Why Do Good Art Teachers Find It Hard to Stay in the Public School System?

By Cohen-Evron, Nurit | Studies in Art Education, Fall 2002 | Go to article overview

Why Do Good Art Teachers Find It Hard to Stay in the Public School System?


Cohen-Evron, Nurit, Studies in Art Education


This study is part of extended research that explores how beginning art teachers negotiate their teaching identity and beliefs within the public educational system. The research involved 28 former art student-teachers who recently graduated from the School of Art, Beit Berl College in Israel. In the beginning of this article I briefly describe the difference between the terms: "teacher's role" and "teacher's identity." This provides the conceptual framework for my analysis of the difficulties the art teachers described as conflict between their roles and their beliefs and teaching identity. The art teachers' partial tales of the challenges, problems and satisfactions they encountered, and the descriptions of their negotiations within their marginal place in the schools, provide an opportunity to pay close attention to the difficulties and conflicts in their practice. The major challenges emerging from the teachers' tales include a feeling of isolation, having to negotiate the status of art, and conflicts with the educational system. In conclusion, some possible answers to why good art teachers find it difficult to stay in the public school system are offered.

According to studies in the U.S. and in Israel, a large percentage of new teachers leaves the classroom within 5 years (Faber, 1984; Geva-May, 1995; Sabar, 2001). Those with higher academic degrees are among the first to leave (Amstrong, 1984; Van Manen, 1991).
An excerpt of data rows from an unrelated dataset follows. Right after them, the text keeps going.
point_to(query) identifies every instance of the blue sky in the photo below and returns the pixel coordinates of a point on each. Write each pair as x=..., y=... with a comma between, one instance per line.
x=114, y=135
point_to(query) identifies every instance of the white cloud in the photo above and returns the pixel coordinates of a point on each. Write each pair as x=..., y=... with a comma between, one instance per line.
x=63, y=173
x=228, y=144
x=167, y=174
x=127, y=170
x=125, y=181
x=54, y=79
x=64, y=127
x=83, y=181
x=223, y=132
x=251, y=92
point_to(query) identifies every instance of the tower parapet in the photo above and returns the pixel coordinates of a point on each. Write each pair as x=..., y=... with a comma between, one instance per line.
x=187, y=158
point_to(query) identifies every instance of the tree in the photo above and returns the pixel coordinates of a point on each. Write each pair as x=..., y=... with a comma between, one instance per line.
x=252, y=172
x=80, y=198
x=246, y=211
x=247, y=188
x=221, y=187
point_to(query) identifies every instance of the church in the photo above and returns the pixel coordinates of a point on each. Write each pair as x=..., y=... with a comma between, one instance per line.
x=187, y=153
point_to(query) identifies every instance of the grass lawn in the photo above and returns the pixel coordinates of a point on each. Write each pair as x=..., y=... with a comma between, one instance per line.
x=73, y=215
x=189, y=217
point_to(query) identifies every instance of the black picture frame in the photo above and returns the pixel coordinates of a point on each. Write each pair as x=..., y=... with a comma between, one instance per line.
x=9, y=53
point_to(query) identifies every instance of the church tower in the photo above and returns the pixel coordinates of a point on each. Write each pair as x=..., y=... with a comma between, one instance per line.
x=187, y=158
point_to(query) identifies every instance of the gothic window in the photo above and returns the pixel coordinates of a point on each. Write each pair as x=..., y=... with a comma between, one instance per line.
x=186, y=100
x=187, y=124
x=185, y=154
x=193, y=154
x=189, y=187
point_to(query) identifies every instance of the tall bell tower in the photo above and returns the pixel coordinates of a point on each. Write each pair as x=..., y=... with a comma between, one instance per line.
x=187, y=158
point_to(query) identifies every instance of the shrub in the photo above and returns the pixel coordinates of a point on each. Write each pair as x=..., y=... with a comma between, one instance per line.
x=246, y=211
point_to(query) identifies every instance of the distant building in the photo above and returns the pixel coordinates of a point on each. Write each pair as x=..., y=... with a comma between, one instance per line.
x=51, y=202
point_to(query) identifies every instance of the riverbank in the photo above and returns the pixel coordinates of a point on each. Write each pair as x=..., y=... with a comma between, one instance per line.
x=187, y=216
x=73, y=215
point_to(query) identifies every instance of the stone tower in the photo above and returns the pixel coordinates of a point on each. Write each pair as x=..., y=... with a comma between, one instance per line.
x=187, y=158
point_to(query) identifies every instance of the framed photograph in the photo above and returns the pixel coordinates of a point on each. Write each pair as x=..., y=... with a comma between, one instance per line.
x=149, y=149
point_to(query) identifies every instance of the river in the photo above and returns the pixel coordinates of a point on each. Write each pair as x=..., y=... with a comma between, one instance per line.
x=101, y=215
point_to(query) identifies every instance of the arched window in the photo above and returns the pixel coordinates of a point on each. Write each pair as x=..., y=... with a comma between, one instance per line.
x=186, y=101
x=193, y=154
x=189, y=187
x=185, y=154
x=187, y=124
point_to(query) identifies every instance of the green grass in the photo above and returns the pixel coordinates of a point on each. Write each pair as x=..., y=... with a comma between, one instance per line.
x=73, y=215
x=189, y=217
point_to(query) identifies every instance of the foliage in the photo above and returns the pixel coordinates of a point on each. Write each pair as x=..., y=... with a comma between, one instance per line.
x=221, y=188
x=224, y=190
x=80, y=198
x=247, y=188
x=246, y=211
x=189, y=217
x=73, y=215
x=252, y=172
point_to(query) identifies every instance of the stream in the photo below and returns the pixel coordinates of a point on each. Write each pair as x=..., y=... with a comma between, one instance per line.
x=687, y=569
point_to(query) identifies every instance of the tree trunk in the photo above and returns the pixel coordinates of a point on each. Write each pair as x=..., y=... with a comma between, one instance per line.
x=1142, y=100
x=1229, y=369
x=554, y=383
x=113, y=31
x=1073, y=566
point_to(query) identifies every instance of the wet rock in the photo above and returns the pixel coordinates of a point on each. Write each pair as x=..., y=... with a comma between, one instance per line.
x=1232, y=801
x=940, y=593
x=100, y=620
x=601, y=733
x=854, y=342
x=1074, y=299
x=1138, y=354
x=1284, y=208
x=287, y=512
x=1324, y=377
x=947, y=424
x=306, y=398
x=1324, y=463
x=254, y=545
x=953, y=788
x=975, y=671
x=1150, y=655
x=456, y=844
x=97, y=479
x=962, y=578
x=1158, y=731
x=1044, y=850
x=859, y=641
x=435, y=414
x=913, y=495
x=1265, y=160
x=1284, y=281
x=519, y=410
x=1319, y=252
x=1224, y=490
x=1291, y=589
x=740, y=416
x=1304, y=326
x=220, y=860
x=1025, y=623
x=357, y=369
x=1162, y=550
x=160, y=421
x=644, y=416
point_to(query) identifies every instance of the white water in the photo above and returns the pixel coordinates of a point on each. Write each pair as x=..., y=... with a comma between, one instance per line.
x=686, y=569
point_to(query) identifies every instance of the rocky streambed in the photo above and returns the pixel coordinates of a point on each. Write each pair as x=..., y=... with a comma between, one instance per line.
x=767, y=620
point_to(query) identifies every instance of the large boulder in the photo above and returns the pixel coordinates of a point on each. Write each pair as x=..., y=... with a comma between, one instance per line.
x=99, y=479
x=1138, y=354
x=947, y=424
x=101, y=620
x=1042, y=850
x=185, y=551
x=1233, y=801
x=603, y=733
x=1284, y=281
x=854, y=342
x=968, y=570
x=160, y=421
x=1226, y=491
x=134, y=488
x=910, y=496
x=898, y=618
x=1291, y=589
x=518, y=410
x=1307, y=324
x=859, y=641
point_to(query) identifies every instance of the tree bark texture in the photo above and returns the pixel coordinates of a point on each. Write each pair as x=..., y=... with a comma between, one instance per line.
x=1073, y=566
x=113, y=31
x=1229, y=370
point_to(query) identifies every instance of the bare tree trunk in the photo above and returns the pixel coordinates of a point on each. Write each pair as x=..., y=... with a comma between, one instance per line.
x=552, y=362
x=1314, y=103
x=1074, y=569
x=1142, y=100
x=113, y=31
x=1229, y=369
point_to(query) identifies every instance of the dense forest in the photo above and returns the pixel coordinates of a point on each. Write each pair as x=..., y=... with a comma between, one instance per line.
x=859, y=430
Many that decide to stay resort to overly conservative, unimaginative pedagogy in order to survive (Wittrock, 1986; May, 1995).

As part of studying the ways beginning art teachers negotiate their teaching identity and beliefs within the public educational system (Cohen-- Evron, 2001), I collected their tales of the. challenges, problems, and satisfactions they encountered during their everyday work. Their descriptions of negotiations within their marginal place in the schools provide an opportunity to pay close attention to what they portray as the difficulties and conflicts in their practice and why good art teachers find it difficult to stay in the public school system.

The Distinction Between Art Teachers' Role and Art Teachers' Identity

What disturbs me is that if you are a good teacher you do not use your potential. Because the educational system demand something else it changes you to become mediocre. It isn't just the demand to cover the material, but also the whole attitude... In the first year I felt like a racehorse that cannot run. And [after 5 years of teaching] I still feel so. (Naomi, a high school art teacher, December 17, 1999)

Britzman (1991) writes that as teachers "we construct not only our teaching practices and all the relationships this entails, but our teaching voices and identities" (p. 1). In the mainstream discourse of teacher education, teacher identity is viewed as synonymous with teacher's role (Britzman, 1992). Nevertheless, there is an the important distinction between the terms "teachers' role" and "teachers' identity." Britzman (1992) explains, "role speaks to function whereas identity voices investments and commitments. Function, or what one should do, and investments, or what one feels, are often at odds" (p. 29). A teacher's role is determined by teaching conditions and the formal expectations of the different people involved in schooling (the superintendent, the principal, parents, students, colleagues, the curriculum, the teachers themselves). This often does not coincide with the beliefs and expectations of teachers. Yet teachers' beliefs and the perceptions they hold about the subject matter to be taught, about their students, and about teaching and learning determine the ways they interpret what is desirable or undesirable (Kagan, 1992; Sivertsen, 1994). Thus there is often a conflict between what is expected and what is believed, and teachers must negotiate their identity within these conflicted representations and expectations.